Artigo de Sónia Franco, a Correspondente Diáspora Lusa na Madeira que retrata uma história mirabolante de um emigrante madeirense.
O rapaz dos olhos azuis
“Com esta fé seremos capazes de retirar da montanha do desespero uma pedra de esperança”, disse-o Martin Luther King Jr. em Washington, a 28 de Agosto de 1963.
No mesmo ano, um jovem de olhos azuis, oriundo de uma família numerosa pobre, agarrava-se à sua fé e partia em busca de um sonho. Fugiu da fome, da miséria, do trabalho árduo do campo. Para trás, ficaram os irmãos, os pais e uma vida que adivinhava ser repleta de sérias dificuldades, numa terra demasiado pequena e pobre para a sua ambição. Com poucos pertences, escondeu-se num navio de carga.
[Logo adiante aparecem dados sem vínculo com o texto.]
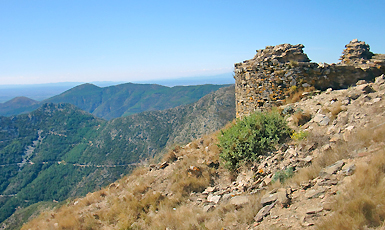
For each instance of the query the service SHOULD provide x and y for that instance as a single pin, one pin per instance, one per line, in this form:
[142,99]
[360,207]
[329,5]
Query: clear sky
[116,40]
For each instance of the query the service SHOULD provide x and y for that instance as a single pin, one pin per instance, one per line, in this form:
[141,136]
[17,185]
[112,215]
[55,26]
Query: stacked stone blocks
[267,79]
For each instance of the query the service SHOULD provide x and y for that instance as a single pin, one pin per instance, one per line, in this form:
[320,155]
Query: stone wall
[268,78]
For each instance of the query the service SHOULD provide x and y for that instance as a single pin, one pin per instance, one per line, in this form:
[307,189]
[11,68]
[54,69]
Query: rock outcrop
[274,72]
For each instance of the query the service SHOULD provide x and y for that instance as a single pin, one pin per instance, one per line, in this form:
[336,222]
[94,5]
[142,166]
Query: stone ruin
[274,72]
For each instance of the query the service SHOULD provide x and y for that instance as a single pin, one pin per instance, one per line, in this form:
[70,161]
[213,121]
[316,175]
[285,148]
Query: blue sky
[85,41]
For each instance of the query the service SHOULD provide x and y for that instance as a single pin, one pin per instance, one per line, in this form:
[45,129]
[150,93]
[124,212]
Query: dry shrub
[363,206]
[362,138]
[295,94]
[300,118]
[333,110]
[184,183]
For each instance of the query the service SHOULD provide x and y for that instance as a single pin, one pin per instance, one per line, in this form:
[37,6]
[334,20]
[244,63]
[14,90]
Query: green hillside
[118,100]
[59,151]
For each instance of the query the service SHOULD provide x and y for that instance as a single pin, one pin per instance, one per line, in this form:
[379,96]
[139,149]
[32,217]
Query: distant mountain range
[115,101]
[60,151]
[40,92]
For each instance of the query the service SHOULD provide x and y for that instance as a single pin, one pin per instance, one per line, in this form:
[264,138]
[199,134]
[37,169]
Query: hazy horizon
[130,41]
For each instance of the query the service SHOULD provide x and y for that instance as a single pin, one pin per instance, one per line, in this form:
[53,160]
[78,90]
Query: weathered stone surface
[314,193]
[356,52]
[264,211]
[213,198]
[208,208]
[239,200]
[321,119]
[276,71]
[314,210]
[332,169]
[269,198]
[348,169]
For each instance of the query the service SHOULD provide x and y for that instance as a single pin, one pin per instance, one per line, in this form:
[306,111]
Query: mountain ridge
[119,100]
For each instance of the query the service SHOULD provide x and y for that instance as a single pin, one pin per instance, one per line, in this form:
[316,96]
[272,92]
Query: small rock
[208,208]
[226,197]
[380,79]
[210,189]
[239,200]
[328,182]
[361,82]
[314,193]
[332,169]
[163,165]
[263,212]
[321,119]
[366,88]
[268,199]
[213,198]
[348,169]
[282,197]
[314,210]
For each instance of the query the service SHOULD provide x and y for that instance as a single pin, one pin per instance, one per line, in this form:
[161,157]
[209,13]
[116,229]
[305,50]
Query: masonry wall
[267,79]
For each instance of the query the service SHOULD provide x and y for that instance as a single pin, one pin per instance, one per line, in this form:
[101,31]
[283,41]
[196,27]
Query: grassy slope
[84,139]
[119,100]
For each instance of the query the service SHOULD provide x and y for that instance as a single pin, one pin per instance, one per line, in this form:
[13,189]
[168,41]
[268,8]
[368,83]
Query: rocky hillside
[118,100]
[59,151]
[328,175]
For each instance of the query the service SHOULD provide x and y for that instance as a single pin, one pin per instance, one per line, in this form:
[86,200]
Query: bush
[283,175]
[251,137]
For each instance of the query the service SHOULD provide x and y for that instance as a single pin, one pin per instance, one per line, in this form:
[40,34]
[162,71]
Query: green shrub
[251,137]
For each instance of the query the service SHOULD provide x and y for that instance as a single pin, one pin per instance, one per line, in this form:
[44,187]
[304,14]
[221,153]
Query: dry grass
[296,94]
[300,118]
[365,206]
[134,203]
[333,110]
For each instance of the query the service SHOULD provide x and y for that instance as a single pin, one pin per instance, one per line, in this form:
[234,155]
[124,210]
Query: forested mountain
[118,100]
[59,151]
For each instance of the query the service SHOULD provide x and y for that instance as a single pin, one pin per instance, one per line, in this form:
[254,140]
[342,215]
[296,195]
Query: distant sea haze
[40,92]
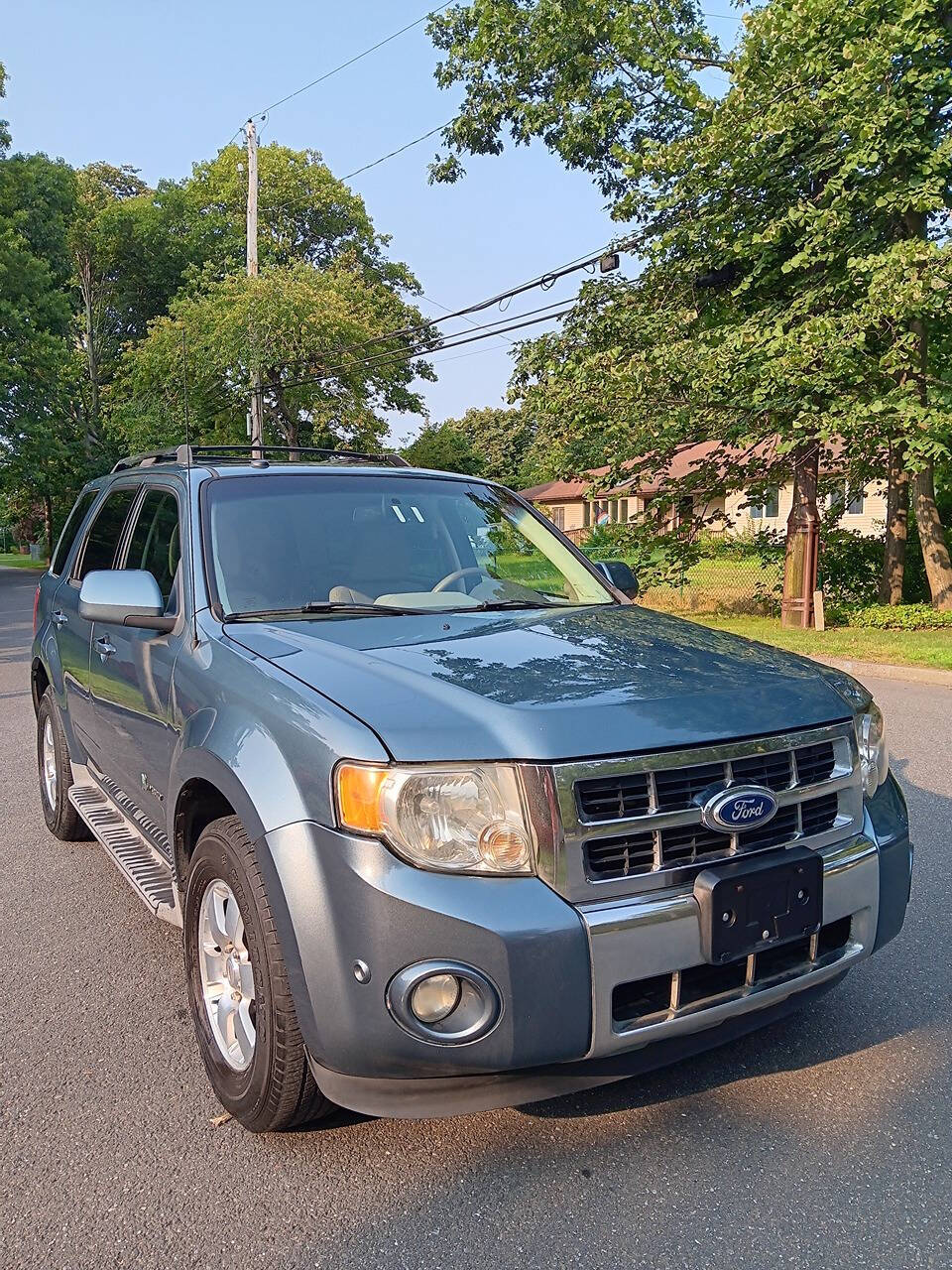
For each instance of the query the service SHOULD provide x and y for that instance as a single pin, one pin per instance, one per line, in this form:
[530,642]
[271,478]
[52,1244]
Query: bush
[657,559]
[898,617]
[849,570]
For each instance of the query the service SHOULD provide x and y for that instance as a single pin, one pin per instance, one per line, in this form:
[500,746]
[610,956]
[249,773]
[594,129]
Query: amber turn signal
[358,788]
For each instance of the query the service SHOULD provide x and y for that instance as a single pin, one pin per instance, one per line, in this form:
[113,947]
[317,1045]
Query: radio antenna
[188,489]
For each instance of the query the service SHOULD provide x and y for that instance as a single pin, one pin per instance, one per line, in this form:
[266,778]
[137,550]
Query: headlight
[457,820]
[874,751]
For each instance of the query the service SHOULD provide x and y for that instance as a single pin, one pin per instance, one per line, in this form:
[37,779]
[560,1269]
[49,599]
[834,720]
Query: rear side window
[71,529]
[155,540]
[104,532]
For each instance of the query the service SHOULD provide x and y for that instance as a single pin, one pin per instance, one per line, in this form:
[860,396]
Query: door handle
[104,647]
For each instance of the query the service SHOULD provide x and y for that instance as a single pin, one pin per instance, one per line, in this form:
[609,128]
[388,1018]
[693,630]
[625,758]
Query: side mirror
[620,574]
[125,597]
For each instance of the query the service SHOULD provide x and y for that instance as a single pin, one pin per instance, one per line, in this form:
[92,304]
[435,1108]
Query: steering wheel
[444,583]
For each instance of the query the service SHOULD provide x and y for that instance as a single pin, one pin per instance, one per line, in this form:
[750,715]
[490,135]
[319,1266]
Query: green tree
[794,236]
[315,324]
[500,440]
[304,212]
[313,336]
[41,456]
[594,80]
[444,447]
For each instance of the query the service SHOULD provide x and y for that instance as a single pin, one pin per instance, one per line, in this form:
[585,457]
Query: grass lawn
[18,562]
[900,648]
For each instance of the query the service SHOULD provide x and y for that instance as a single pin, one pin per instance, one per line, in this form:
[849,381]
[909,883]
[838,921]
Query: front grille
[613,799]
[679,788]
[815,763]
[621,857]
[644,1000]
[819,813]
[635,825]
[687,844]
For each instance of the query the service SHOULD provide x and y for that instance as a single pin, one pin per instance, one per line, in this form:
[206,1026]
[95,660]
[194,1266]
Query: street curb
[888,671]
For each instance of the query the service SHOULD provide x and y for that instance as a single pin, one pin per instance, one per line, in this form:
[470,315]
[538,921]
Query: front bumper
[340,899]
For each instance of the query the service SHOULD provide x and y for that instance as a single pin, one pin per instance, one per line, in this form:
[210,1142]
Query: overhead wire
[350,62]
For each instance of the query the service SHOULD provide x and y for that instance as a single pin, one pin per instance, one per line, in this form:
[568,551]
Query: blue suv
[447,820]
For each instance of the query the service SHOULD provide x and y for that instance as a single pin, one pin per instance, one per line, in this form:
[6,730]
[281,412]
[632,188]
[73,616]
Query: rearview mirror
[620,574]
[125,597]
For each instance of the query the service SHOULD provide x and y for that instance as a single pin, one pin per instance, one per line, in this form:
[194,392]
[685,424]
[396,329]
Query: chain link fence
[719,575]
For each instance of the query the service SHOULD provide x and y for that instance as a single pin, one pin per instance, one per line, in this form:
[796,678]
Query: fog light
[435,997]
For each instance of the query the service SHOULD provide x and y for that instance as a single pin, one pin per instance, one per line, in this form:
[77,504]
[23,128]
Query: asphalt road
[821,1142]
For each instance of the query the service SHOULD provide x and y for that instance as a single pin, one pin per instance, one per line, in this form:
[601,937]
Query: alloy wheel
[226,975]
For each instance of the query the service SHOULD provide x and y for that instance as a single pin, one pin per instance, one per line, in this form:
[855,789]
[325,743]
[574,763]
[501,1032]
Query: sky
[163,84]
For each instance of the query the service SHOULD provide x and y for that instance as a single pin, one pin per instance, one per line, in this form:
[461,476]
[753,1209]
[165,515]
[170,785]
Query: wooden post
[802,540]
[252,258]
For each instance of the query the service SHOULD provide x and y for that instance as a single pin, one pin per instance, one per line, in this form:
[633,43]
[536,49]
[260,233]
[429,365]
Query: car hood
[544,685]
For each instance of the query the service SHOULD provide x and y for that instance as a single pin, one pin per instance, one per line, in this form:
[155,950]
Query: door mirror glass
[123,597]
[620,574]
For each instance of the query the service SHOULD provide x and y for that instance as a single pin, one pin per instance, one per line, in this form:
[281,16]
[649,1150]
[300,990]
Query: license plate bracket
[752,905]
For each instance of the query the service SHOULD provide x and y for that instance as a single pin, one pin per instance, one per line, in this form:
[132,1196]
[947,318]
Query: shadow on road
[17,593]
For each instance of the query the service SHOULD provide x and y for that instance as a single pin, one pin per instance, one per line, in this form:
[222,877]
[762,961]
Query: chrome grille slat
[611,855]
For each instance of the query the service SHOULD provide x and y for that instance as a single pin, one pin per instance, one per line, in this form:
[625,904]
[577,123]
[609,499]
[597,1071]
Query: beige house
[572,506]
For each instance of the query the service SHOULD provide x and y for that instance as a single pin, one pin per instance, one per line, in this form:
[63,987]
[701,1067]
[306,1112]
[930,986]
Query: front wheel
[238,983]
[56,774]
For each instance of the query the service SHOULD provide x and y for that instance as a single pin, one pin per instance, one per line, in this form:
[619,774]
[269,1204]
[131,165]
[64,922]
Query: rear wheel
[238,983]
[56,774]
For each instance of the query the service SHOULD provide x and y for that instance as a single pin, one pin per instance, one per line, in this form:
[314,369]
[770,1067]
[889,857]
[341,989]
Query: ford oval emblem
[739,808]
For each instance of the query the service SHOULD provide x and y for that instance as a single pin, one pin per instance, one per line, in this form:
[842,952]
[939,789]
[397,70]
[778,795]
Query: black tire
[61,817]
[276,1089]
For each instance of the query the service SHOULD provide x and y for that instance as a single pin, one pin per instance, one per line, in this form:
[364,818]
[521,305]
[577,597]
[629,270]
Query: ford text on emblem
[739,808]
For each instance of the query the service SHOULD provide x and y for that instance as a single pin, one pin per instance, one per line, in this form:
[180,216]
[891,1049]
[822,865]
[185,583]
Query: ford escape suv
[447,820]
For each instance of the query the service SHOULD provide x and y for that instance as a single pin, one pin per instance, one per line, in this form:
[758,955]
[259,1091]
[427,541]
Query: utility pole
[252,254]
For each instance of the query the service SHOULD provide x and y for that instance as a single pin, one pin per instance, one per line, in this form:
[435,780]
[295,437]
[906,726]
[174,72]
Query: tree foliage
[595,80]
[444,447]
[797,278]
[311,336]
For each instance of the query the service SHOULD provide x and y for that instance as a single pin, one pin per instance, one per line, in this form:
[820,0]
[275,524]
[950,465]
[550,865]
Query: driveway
[821,1142]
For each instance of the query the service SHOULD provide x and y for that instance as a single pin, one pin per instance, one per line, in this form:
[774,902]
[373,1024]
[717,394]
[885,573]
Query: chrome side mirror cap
[123,597]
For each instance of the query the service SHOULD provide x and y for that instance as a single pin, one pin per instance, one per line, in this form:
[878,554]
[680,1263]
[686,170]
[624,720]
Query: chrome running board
[136,858]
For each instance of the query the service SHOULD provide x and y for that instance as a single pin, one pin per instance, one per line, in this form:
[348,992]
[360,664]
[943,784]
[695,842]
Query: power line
[546,281]
[357,58]
[417,345]
[398,151]
[394,356]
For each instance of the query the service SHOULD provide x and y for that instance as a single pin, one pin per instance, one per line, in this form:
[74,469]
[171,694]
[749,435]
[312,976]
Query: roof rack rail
[190,454]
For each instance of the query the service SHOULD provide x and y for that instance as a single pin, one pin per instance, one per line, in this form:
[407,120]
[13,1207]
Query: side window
[104,532]
[71,529]
[155,540]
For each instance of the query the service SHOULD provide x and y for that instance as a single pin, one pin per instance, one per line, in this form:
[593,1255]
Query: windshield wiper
[486,606]
[325,606]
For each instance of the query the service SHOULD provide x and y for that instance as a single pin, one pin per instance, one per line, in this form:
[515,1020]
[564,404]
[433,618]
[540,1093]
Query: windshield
[331,543]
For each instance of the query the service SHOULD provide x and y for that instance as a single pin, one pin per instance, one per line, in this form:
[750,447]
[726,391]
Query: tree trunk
[893,559]
[287,423]
[802,540]
[91,358]
[938,567]
[49,522]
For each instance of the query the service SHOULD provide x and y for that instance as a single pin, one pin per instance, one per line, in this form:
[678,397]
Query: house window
[847,499]
[770,509]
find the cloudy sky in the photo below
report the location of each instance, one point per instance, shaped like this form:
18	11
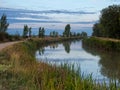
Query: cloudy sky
53	13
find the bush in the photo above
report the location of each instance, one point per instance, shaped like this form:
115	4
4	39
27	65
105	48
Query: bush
4	36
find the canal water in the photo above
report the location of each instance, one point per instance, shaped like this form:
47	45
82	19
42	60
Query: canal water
102	66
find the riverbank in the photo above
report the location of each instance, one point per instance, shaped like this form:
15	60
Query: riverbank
103	44
20	70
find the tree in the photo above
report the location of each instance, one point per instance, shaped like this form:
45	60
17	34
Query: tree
66	32
41	32
3	23
30	32
54	34
109	23
83	34
27	31
97	30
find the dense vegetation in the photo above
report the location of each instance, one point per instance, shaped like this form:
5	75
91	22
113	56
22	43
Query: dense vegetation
109	23
20	71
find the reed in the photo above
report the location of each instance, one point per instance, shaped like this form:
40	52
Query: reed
22	71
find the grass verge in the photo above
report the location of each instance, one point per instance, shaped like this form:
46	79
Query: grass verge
20	71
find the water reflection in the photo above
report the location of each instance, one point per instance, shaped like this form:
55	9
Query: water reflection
109	62
71	53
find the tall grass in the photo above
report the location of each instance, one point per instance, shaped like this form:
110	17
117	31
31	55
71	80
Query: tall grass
23	72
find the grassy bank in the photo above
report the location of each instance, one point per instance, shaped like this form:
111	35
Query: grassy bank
20	71
105	44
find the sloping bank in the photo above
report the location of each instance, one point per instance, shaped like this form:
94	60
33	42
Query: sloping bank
20	71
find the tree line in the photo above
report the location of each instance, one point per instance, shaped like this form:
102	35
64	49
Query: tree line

Chegou a Lourenço Marques com a bagagem cheia de vontade de vencer na vida. Procurou o homem que todos falavam. Era ele quem ajudava os conterrâneos que fugiam à procura de algo melhor. O encontro não demorou muito e aos 16 anos, o jovem fugitivo de olhos azuis já tinha tecto, pão, roupa e trabalho. Foi acolhido por alguém que ainda hoje merece o seu maior respeito e admiração.
Durante meses esforçou-se na lavoura, mas sempre com a ideia fixa de que não poderia ficar por ali. Não chegou a ouvir um dos discursos mais famosos da História, mas as pedras da esperança foram rolando pela encosta da montanha do desespero e o jovem de olhos azuis não tardou em tomar uma decisão: partir em busca do desconhecido e fazer fortuna em terras diferentes.
A derradeira decisão chegou num dia igual a outro qualquer. O dinheiro amealhado ao longo dos meses na lavoura serviu para pagar o transporte ilegal para outro país. A solução encontrada para passar a fronteira foi escabrosa na altura e ainda hoje o é. Escondeu-se numa carcaça de vaca. O camião transportava carne para a África do Sul e o jovem não hesitou nesta fuga no mínimo criativa. Foram horas de agonia e mal-estar, mas a determinação e a fé num futuro melhor ajudaram-no a suportar os sacrifícios.
Mandela escreveu um dia que “a esperança é uma arma poderosa e nenhum poder no mundo pode privar-te dela” e foi justamente com a esperança que o fugitivo chegou ao seu destino. Esforçado e trabalhador fez fortuna num ápice. Constituiu família, criou um império e fez amizades sólidas com pessoas de raças diferentes da sua. Conhecedor do sofrimento, da vontade de querer mais e melhor e principalmente do que isso lhe havia custado, o jovem de olhos azuis fez questão de respeitar o próximo num país onde prevalecia o apartheid. Não precisou de explorar, maltratar, escravizar. Bastou-lhe ser… humano.
Meio século depois desta aventura, conheci o protagonista desta história. Numa manhã cinzenta, bateu-me à porta e deixei entrar esta incrível história de vida. Com uma vivacidade contagiante, falamos de tudo um pouco. Da terra natal que se desenvolveu de forma impressionante, da família que é preciso ajudar, das viagens que marcaram uma vida, do carro novo, dos negócios que precisa de investir. Da condição humana que tem de ser preservada acima de todas as coisas. Da importância de ajudar o próximo sem olhar a raças ou credos.
À minha frente, estava o jovem de olhos azuis, com o rosto marcado pelos anos. Não se chama Muhammad, nem Abdullah. Não é sírio, nem afegão, nem vai ao almoço de boas vindas em São Vicente. Chama-se Eduardo e é natural do Curral das Freiras.